Es ist aus unserer Sicht auch dem Scheinvater nicht zumutbar, in jahrelangen Prozessen im Ungewissen über seinen Rückforderungsanspruch zu bleiben. Oftmals bedeutet die Kenntnis von der Scheinvaterschaft das Zerbrechen der Familie – es muss dem Scheinvater daher ermöglicht werden, sich innerhalb angemessener Zeit von der Mutter lösen zu können und seinen Rückforderungsanspruch durchzusetzen. Dies ist durch den vorliegenden Gesetzesentwurf nicht sichergestellt, das Regelungsziel aus unserer Sicht daher verfehlt.
Wir schlagen daher vor das für den Fall, dass die Mutter den biologischen Vater nicht benennt, sie selbst für die dem Scheinvater zustehenden Unterhaltsansprüche zu haften hat. Es liegt dann im Ermessen der Mutter, ob sie gegenüber dem Scheinvater den biologischen Vater benennt und die Geltendmachung der Unterhaltsansprüche gegen diesen ermöglicht oder ob ihr der Schutz ihrer Persönlichkeitsrechte in diesem Fall wichtiger ist.
Aus unserer Sicht kann nur der zuvor beschriebene Weg dazu führen, dass der Scheinvater seinen Rückforderungsanspruch auch tatsächlich umsetzen kann.
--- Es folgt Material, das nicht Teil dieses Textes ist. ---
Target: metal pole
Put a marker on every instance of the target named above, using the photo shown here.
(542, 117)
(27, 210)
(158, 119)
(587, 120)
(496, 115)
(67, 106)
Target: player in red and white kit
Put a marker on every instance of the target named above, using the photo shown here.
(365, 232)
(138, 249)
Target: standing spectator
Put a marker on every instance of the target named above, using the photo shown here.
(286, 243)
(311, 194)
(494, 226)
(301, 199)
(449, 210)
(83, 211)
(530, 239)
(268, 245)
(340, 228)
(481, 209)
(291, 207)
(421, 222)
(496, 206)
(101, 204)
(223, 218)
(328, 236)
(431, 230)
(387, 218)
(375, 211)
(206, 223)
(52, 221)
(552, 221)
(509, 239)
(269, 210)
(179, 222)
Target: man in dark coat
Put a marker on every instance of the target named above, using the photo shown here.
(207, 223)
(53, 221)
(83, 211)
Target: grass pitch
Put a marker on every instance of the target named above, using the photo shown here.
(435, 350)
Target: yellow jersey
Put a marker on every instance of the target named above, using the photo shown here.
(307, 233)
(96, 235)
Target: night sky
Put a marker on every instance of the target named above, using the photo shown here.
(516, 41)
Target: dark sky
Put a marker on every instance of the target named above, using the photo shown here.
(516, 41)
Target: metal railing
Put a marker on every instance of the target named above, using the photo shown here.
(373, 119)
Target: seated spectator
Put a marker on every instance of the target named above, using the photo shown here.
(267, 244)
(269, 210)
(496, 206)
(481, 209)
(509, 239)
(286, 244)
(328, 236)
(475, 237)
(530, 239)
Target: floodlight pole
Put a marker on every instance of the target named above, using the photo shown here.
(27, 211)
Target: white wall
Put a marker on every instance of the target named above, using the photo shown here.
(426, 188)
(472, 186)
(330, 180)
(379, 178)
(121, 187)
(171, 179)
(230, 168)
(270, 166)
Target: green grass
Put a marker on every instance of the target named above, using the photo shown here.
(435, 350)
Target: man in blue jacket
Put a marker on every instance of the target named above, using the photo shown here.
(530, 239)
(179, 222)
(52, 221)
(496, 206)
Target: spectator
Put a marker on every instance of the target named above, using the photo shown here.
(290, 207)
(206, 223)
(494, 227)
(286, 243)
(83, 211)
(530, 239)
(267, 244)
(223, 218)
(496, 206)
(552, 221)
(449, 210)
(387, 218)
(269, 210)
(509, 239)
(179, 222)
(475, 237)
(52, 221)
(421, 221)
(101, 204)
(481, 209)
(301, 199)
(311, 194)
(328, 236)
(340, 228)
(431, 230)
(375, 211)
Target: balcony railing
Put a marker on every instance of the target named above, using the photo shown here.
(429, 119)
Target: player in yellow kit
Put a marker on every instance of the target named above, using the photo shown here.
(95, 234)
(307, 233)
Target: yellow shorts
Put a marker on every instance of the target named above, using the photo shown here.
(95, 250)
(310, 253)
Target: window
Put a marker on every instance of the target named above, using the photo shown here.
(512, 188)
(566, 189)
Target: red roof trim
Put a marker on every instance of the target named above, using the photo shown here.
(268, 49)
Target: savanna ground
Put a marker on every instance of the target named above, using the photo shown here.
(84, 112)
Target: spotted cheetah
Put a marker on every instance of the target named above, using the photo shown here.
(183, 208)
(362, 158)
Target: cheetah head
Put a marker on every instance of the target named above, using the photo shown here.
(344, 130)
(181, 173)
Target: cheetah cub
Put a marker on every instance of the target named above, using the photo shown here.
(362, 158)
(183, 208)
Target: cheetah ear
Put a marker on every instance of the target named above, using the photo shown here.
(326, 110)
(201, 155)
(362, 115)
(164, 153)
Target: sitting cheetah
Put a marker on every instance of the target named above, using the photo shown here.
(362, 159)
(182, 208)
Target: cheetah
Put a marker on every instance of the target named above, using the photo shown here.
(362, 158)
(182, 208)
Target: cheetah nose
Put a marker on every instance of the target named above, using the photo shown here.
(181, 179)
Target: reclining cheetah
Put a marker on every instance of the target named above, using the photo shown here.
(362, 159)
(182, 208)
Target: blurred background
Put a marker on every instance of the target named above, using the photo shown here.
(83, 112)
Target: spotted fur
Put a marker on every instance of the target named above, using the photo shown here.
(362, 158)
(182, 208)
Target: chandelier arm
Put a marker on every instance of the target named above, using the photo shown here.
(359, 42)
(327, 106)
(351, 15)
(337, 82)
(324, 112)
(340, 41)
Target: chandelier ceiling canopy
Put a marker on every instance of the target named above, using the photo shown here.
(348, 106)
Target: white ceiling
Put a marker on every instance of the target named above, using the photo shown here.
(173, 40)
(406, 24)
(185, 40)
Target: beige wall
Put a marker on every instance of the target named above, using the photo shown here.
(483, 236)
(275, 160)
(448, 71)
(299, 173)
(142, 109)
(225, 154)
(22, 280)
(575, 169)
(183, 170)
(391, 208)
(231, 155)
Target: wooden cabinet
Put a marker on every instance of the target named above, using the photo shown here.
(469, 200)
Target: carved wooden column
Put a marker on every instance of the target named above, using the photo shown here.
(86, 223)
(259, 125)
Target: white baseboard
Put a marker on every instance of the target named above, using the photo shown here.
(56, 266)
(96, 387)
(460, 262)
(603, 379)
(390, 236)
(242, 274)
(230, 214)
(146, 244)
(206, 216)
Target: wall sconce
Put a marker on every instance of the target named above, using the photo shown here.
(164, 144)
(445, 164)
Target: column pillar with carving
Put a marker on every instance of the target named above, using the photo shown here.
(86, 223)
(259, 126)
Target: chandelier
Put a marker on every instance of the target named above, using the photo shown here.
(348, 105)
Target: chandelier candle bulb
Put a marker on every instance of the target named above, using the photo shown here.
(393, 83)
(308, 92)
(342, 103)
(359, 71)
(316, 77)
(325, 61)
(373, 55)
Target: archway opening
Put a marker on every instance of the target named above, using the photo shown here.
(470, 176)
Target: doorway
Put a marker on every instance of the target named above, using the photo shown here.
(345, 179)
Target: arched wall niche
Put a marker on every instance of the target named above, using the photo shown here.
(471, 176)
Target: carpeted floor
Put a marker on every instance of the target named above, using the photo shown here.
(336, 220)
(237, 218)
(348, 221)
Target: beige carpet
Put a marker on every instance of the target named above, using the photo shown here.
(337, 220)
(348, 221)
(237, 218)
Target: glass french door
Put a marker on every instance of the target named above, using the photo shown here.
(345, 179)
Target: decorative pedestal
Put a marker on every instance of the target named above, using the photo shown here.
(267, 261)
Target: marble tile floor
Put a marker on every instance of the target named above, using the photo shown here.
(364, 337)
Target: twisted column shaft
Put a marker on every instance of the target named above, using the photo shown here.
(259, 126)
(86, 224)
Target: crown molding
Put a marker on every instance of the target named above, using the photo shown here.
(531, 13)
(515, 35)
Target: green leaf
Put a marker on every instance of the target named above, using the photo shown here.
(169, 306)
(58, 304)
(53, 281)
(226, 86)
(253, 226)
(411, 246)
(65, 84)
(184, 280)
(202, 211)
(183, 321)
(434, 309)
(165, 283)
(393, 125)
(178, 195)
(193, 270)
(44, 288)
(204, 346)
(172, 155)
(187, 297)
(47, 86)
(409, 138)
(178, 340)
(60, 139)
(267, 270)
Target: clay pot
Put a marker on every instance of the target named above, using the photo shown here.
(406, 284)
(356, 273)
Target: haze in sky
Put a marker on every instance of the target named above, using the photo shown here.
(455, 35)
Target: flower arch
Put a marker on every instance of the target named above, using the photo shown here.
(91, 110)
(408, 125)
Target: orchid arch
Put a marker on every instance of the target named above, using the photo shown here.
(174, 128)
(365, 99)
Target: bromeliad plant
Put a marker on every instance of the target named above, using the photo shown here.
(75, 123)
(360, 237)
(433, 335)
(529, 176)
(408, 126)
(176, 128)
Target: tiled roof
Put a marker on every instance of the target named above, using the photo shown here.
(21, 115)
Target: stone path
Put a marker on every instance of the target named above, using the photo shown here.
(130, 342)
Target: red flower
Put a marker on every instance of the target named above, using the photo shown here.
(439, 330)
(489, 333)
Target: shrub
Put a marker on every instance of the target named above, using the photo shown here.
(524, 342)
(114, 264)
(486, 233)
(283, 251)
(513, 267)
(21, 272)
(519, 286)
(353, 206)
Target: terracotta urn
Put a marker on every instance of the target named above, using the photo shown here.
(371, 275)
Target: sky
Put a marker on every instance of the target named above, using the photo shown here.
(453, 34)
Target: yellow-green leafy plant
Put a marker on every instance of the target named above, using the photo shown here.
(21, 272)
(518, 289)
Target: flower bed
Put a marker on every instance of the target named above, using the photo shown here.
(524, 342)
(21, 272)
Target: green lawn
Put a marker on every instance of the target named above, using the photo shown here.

Zur Rückbenennung des Kindes §1618 BGB
Es wird von uns grundsätzlich begrüßt, dass nun eine Möglichkeit zur Rückbenennung der Kinder ermöglicht werden soll. Wir haben aber gewisse Zweifel, ob die Jahresfrist nach Scheitern der Ehe ausreichend ist. Es kann gerade nach längerem Zusammenleben nach einer Trennung durchaus vorkommen, dass das Kind noch zum Stiefvater Kontakt hält und auch anfangs noch auf ein fortbestehen der Beziehung hofft. Dies lässt sich bei Kindern und Jugendlichen in Trennungsphasen immer wieder feststellen. Sollte dann aber die Endgültigkeit der Trennung zu Tage treten und die Jahresfrist bereits abgelaufen sein bestünde für das Kind keine Möglichkeit mehr, den Namen abzulegen. Da keine Gründe erkenntlich sind, weshalb hier lediglich die Jahresfrist genannt wurde regen wir an, diesen Zeitraum auf beispielsweise drei Jahre zu verlängern. In dieser Zeit sollte Klarheit über die familiären Verhältnisse bestehen und eine Entscheidung über die Rückbenennung auch vom Jugendlichen getroffen werden können.
Inwiefern die Einwilligung eines 5-jährigen Kindes in die Rückbenennung praktisch vollzogen werden kann möchten wir kritisch hinterfragen. Erfahrungsgemäß dürften Kinder in solch jungem Alter noch nicht in der Lage und damit überfordert sein, derartige Fragestellungen zu erfassen und zu beantworten. Hier wäre zu überlegen, ob nicht analog der sorgerechtlichen Regelungen des §1671 BGB das 14. Lebensjahr des Kindes angesetzt werden sollte.